Selten ein unreflektierteres Interview gelesen … Mutmaßungen, Unwissenheit auf beiden Seiten, populistisches bashing einer Intendantin, die ihre Position an anderer Stelle sehr genau dargelegt hat. Warum geben die Ruhrbarone dem Raum?

Gast
Gast
5 Jahre zuvor

Ich fürchte, es sind nicht nur die verirrten Schottenrapper, die die Triennale den Feuilletons entrücken. Es ist die weltentrückte, naive und ignorante Haltung der Stefanie Carp und ihres Teams, die die Triennale in nationaler und internationaler kultureller Bedeutungslosigkeit versinken läßt.

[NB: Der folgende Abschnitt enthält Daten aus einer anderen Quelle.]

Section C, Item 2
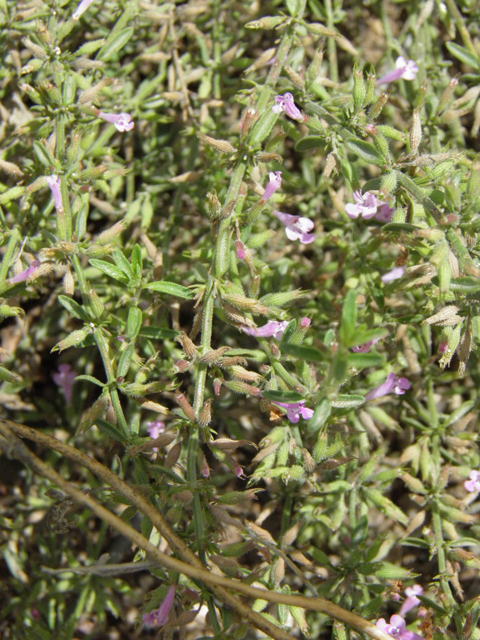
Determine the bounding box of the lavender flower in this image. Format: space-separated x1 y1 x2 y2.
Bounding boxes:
97 111 135 131
273 211 315 244
147 420 165 440
375 614 424 640
365 373 411 400
345 189 393 222
147 420 165 453
272 93 303 121
273 400 314 424
399 584 423 618
377 56 418 84
9 260 40 284
235 240 247 260
72 0 93 20
52 364 77 404
143 585 175 627
47 175 64 211
240 320 288 340
382 267 406 283
352 338 382 353
262 171 282 202
465 471 480 493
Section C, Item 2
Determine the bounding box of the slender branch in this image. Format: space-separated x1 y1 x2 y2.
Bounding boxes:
0 419 391 640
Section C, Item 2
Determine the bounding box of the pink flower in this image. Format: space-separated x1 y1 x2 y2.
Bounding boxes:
273 211 315 244
147 420 165 453
97 111 135 131
240 320 288 340
377 56 418 84
72 0 93 20
465 471 480 493
272 93 303 120
235 240 246 260
52 364 77 404
147 420 165 440
345 189 393 222
262 171 282 202
47 175 63 211
273 400 314 424
399 584 423 618
375 614 424 640
9 260 40 284
143 585 175 627
365 373 411 400
352 338 382 353
382 267 406 283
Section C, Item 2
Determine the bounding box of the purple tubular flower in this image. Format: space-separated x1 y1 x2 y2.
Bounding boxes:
147 420 165 453
240 320 288 340
272 93 303 121
52 364 77 404
47 175 63 211
235 240 247 260
399 584 423 618
345 189 393 222
273 400 314 424
352 338 382 353
375 202 394 222
273 211 315 244
97 111 135 131
365 373 412 400
465 471 480 493
377 56 418 84
262 171 282 202
382 267 406 283
157 584 175 627
375 614 424 640
9 260 40 284
72 0 93 20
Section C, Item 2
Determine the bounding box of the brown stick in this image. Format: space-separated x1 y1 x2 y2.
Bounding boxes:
0 419 391 640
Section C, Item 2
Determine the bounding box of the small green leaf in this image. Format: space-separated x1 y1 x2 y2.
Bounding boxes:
132 244 143 278
332 393 365 409
450 276 480 293
113 249 135 280
58 295 91 322
117 342 135 378
382 222 419 233
127 307 143 340
142 280 193 300
263 389 304 402
295 136 325 151
95 418 125 442
97 27 134 62
345 138 385 165
348 327 389 347
75 373 106 389
348 353 386 369
446 42 480 69
340 289 357 345
307 398 332 433
89 258 128 284
282 344 325 362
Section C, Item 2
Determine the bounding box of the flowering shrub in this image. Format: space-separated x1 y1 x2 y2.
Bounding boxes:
0 0 480 640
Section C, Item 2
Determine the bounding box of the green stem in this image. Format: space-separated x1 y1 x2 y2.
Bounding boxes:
445 0 478 58
432 498 455 604
325 0 338 82
72 255 130 439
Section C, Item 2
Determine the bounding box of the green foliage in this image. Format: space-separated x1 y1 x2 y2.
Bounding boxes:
0 0 480 640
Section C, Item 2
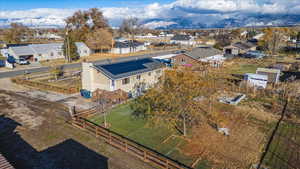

Am anderen Ende dieser Skala liegt zweifellos seit Jahren das Dortmunder Theater. Da stehen der Carp’sche 'Antisemitismus als Narrativ' den Dortmunder Flashmobs in der rechten Szene gegenüber. Leute, geht nach Dortmund! Dort steht der wirkliche Leuchtturm der Theaterszene in NRW. Kultur, die sich einmischt, die ihre wertvolle Stimme in der Gesellschaft nutzt, aufrüttelt und den puren Unterhaltungscharakter lange schon abgeschüttelt hat. Grandiose und intelligente Inszenierungen, in denen kein Eisen zu heiß erscheint…
Kay Voges als Intendant der Triennale – es wäre ein Griff nach den Sternen.

Andererseits ist es auch wirklich nicht schwer, es besser zu machen als in diesem haltungslosen Marionettentheater des BDS.
Ja, die Triennale 2018 ist vergeigt. Ja, es muß jemand her, der es kann. Und ja, es ist unerträglich, dass auch die Politik nicht in der Lage ist, klare Kante zu zeigen gegen Anti-Israelismus und Antisemitismus. Wie kann es sein, dass einzig die FDP von ihrer Stimme Gebrauch macht?